Confesso não ter assistido os filmes de Pedro Almodóvar, mas sei de sua forte reputação. A Pele que Habito foi o primeiro de minha lista, e li por aí que este seu novo trabalho quebra algumas regras de seu próprio estilo. Filmografias à parte, farei então uma análise mais imparcial de seu novo (e perturbador) filme.
Desde que sua esposa foi queimada em um acidente de carro, o Dr. Robert Ledgard (Antonio Banderas), um iminente cirurgião plástico, interessou-se em criar uma nova pele com a qual ele poderia tê-la salvo. Depois de 12 anos, ele consegue criar uma pele artificial que é um escudo mais forte do que a pele humana original. Robert realiza os testes em uma cobaia humana, Vera (Elena Anaya), que mantém aprisionada em sua casa.
A Pele que Habito é um filme perturbador, tanto por seu constante clima de frieza e suspense, quanto às várias dúvidas que aos poucos vão sendo respondidas durante a projeção. A fotografia acompanha a obsessão e frieza de Dr. Robert e a forma sádica com que cuida de sua cobaia humana, Vera, ora tratando-a de forma descartável, ora revelando uma atração amorosa.
Vera possui uma forte semelhança com sua ex-mulher morta em um acidente, o que mostra que, muito além da busca de uma pele artificial humana perfeita, Dr. Robert também busca manter a imagem de sua mulher literalmente viva ao seu lado.
Sem nenhum pudor em mostrar o corpo nu de Vera (ao contrário de muitas obras hollywoodianas), Almodóvar exibe o corpo da cobaia como uma obra de arte da medicina, um estágio da perfeição humana, uma pele perfeita, um corpo perfeito, porém artificial. Sem apelo sexual, porém com uma forte beleza, quase uma escultura viva.

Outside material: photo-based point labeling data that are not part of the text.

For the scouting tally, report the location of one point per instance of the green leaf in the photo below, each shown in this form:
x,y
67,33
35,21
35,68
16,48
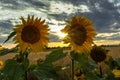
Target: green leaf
x,y
6,51
45,72
13,70
81,58
55,55
10,36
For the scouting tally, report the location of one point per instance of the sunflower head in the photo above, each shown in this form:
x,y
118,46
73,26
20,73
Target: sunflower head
x,y
98,54
1,65
80,33
31,34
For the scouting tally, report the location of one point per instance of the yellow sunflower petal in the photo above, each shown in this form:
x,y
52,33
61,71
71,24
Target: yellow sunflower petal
x,y
32,34
80,33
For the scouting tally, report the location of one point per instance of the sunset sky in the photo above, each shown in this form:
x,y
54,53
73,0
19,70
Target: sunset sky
x,y
104,13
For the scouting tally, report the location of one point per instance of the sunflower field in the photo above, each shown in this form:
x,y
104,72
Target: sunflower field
x,y
85,60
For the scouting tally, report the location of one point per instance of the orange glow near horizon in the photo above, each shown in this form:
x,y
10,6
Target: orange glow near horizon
x,y
61,44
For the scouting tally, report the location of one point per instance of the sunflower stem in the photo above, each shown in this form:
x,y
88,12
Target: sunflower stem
x,y
72,69
26,56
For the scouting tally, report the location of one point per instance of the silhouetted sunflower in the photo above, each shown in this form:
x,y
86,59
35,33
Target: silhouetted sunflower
x,y
80,33
98,54
32,34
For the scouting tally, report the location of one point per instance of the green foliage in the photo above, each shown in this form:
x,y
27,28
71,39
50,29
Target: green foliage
x,y
10,36
6,51
13,70
55,55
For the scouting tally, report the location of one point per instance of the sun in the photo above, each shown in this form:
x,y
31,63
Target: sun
x,y
61,34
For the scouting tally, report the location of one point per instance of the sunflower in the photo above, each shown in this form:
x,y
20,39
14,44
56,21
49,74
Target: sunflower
x,y
80,33
32,34
1,65
98,54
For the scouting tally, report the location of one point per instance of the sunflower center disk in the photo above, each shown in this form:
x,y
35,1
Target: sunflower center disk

E a história, aos poucos, vai se tornando cada vez mais bizarra e doentia, com estranhas ligações entre os personagens, rumo a uma revelação surpreendente. Obviamente não vou revelar muitos detalhes que possam estragar a surpresa, então pularei logo para uma análise mais filosófica do filme.
Com uma estrutura narrativa em três atos não lineares, Almodóvar explora a artificialidade da beleza em nosso tempo, além da relatividade do sexo no ser humano. Sexo aqui neste contexto, leia-se masculino/feminino. Não adianta criar um corpo da forma que se queira, como para atender sua necessidade doentia de manter a imagem de sua ex-mulher viva, se seu verdadeiro conteúdo é impossível de ser mudado. Dr. Robert acaba se apaixonando por sua cobaia e mantendo-a como sua mulher, apenas iludido por sua aparência física, mas ignorando a verdade de sua origem.
A busca por uma pele humana melhorada surge de um trauma egoísta, pessoal, mas sendo o meio necessário que beneficiará a todos. O domínio psicológico e o cárcere de sua cobaia ressaltando a relação de poder homem/mulher invertida através de uma assustadora punição para Vera.
O próprio título do filme carrega sua filosofia: A pele que habito, ou seja, Vera é apenas uma consciência humana que habita um corpo que nem é seu. Habita presa, tanto mentalmente, quanto fisicamente.
Até o momento da surpreendente revelação o filme continua impecável, porém me surpreendi de forma negativa com seu desfecho final, que no meu caso foi bem previsível e achei bastante simplório. Infelizmente seria um filme irretocável se seu final fosse um pouco mais complexo e explorasse mais a temática polêmica do filme.
Ah, e se você, depois de saber quem realmente era Vera, começar a ter repúdio de sua relação com Dr. Robert, comece a repensar seus próprios conceitos…
P.S.: O nome da atriz coadjuvante é Marisa Paredes. Seria uma parente minha?